GenAI, “kawan digital” untuk meningkatkan produktivitas

Oleh Mochamad Azhar

Pada acara Festival of Innovation GovInsider baru-baru ini, para panelis berbagi tentang bagaimana GenAI dapat dimanfaatkan oleh pegawai di dunia kerja.

Pada acara Festival of Innovation GovInsider baru-baru ini, para panelis berbagi tentang bagaimana GenAI membentuk kembali keterlibatan karyawan. Foto: GovInsider

Kecerdasan buatan (AI), khususnya AI generatif (GenAI), telah memberikan dampak besar dalam meningkatkan produktivitas karyawan dan memungkinkan mereka menyelesaikan pekerjaan dengan lebih baik, mulai dari menyusun email, menyiapkan presentasi, hingga membantu penyampaian layanan (service delivery).


Namun di saat yang sama, GenAI juga membawa tantangan: Kekhawatiran bahwa karyawan akan kehilangan pekerjaan atau pekerjaan diambil alih oleh AI.   


“Ini adalah masalah perspektif Anda dalam melihat GenAI apakah sebagai mitra atau sebagai pesaing.

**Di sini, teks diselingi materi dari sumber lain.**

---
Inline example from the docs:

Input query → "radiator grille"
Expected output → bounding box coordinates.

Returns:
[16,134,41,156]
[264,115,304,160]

Mungkin posisi terbaik yang dapat kita berikan kepada AI adalah sebagai pendamping digital untuk membantu melakukan pekerjaan kita dengan lebih baik,” ujar Wakil Kepala Eksekutif VITAL, Yuen Sai Kuan. 


Kuan melihat bahwa AI belum sampai pada tahap di mana ia akan mengambil alih sepenuhnya pekerjaan yang manusia lakukan.   


“Yang perlu dilakukan saat ini ialah menempatkan AI di tangan individu dan kemudian membiarkan mereka melangkah sejauh yang mereka bisa.” 


Kuan berbicara pada sesi “Leveraging GenAI to Enhance Employee Engagement” di acara Festival of Innovation 2025 yang diselenggarakan GovInsider di Sands Expo, Singapura, Maret lalu.


Panelis lain dalam sesi itu adalah Kepala Pejabat Teknologi Informasi Universitas Nasional Singapura (NUS), Tan Shui-Min, Asisten CEO untuk Kepala Strategi Digital di Civil Service College (CSC), Singapura, Patrick Lau Wei Peng, dan Kepala Bisnis Regional SAP, APAC, Varun Thamba. Sesi ini dimoderatori Kepala Manajemen Perubahan Organisasi Air Selangor, Malaysia, Diana Jayasauri. 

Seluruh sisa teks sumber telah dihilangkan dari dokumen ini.